Fig. 10.. Cathelicidin/LL-37 levels in cellular lysate of DADS-treated ethanol-exposed THP-1, primary alveolar epithelial, and primary bronchial epithelial cells.

(A) 24-hour exposure to 70-mM ethanol reduced cathelicidin/LL-37 levels in THP-1 cells when compared with controls (~65% reduction). Additional treatment of ethanol-exposed cells with 10-μM DADS restored cathelicidin/LL-37 levels to above control levels, a statistically significance increase of over 100% when compared with untreated ethanol-exposed cells. (B), (C) Similar response pattern observed in primary alveolar epithelial and primary bronchial epithelial cells. Cathelicidin/LL-37 levels were significantly reduced when cells were treated with ethanol (80% and 60% in primary alveolar and bronchial epithelial cells, respectively). Additional treatment of ethanol-exposed cells with DADS increased cathelicidin/LL-37 levels to above control levels, an increase of over 100% when compared to untreated ethanol-exposed cells. * indicates statistically significant difference from the untreated control, p value < 0.05. # indicates statistically significant difference from the untreated ethanol-exposed group, p value < 0.05.

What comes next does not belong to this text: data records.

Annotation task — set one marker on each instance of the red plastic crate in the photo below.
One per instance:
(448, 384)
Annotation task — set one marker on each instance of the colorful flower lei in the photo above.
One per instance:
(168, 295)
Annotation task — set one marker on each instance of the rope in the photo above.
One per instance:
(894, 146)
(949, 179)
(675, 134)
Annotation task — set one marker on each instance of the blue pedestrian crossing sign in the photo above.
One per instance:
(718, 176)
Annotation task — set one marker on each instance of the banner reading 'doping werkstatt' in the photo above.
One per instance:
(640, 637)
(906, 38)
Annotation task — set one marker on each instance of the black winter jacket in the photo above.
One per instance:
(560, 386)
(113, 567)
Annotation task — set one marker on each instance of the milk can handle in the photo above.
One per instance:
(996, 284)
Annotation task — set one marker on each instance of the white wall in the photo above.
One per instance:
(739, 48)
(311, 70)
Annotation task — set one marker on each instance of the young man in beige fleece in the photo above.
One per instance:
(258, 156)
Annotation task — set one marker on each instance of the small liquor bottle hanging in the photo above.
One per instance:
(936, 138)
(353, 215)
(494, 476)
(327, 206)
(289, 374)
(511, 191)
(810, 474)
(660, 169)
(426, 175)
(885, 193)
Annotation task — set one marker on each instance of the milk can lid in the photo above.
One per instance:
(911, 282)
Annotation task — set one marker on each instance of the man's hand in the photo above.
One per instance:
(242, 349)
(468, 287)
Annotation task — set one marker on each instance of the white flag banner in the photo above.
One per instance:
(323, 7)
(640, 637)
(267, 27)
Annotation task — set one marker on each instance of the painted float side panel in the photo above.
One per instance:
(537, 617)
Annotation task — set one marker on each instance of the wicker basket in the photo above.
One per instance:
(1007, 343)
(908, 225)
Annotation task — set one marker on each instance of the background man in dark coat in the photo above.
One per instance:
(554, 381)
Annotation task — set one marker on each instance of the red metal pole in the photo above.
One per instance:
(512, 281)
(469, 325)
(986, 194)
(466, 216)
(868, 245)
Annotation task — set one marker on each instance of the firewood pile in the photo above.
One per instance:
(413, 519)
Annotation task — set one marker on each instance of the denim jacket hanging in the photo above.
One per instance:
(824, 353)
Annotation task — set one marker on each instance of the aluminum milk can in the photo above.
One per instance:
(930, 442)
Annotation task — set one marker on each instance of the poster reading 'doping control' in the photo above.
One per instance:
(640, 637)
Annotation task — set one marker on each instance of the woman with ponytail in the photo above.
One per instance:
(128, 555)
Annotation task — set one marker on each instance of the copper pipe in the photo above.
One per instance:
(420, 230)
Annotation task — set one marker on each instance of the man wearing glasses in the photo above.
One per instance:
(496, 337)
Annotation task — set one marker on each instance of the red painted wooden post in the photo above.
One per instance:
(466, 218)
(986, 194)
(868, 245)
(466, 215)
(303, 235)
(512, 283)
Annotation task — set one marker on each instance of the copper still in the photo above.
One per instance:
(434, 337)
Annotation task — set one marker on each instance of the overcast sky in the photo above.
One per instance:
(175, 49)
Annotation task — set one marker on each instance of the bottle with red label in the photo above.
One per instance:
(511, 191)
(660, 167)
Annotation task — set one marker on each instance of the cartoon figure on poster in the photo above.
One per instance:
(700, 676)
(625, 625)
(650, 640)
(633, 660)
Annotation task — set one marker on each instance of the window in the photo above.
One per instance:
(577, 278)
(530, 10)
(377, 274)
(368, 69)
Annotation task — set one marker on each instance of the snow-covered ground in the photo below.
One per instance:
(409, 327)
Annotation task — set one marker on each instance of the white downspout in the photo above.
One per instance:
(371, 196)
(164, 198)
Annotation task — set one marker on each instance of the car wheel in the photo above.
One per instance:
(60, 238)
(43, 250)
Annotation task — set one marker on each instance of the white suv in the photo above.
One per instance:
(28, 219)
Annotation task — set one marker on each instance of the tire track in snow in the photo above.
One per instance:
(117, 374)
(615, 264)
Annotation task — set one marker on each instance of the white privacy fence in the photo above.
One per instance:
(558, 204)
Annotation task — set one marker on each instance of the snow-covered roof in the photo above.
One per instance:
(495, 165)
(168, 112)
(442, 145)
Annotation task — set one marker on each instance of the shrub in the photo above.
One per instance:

Fig. 11.. Alcohol-metabolizing enzyme CYP2E1 and vitamin D-activating enzyme CYP27B1 in cellular lysate of DADS-treated ethanol-exposed BEAS-2B cells.

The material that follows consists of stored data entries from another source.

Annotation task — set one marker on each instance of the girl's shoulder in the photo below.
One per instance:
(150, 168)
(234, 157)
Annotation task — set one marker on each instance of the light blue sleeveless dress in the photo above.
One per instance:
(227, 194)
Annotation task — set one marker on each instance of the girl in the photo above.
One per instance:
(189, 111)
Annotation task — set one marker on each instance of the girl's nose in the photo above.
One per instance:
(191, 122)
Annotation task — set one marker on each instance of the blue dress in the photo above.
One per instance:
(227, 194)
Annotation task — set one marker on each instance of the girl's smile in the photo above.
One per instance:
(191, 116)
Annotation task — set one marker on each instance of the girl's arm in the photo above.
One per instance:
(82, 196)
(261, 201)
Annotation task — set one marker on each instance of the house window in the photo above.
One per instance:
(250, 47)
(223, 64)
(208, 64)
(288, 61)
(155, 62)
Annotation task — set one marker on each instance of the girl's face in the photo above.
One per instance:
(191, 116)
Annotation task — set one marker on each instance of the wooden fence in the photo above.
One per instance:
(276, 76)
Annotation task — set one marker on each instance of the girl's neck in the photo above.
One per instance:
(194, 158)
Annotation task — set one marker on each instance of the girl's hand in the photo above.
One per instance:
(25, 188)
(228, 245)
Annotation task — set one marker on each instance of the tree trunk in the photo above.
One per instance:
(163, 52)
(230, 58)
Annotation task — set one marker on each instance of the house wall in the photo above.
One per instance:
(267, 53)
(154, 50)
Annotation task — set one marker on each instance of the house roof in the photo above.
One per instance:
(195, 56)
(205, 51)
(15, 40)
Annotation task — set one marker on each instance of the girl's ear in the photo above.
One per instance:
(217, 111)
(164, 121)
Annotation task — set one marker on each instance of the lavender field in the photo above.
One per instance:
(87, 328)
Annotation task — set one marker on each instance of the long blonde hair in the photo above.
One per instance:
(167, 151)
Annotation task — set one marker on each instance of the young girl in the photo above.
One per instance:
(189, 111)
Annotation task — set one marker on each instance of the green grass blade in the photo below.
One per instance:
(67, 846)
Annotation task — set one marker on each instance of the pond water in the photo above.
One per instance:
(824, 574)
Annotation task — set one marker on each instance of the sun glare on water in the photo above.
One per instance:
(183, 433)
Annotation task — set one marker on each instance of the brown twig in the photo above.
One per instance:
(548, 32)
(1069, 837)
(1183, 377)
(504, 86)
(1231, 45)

(A) Exposure to 70-mM ethanol for 24 hours increased CYP2E1 levels when compared with untreated controls. Additional treatment of ethanol-exposed cells with 10-μM DADS attenuated the effect, reducing CYP2E1 to levels comparable to those of untreated controls. (B) Opposite response observed in CYP27B1 levels. Exposure to ethanol significantly reduced CYP27B1 levels when compared with untreated controls. Additional treatment of ethanol-exposed cells with DADS restored CYP27B1 to levels comparable with those of untreated controls. * indicates statistically significant difference from the untreated control, p value < 0.05. # indicates statistically significant difference from the untreated ethanol-exposed group, p value < 0.05.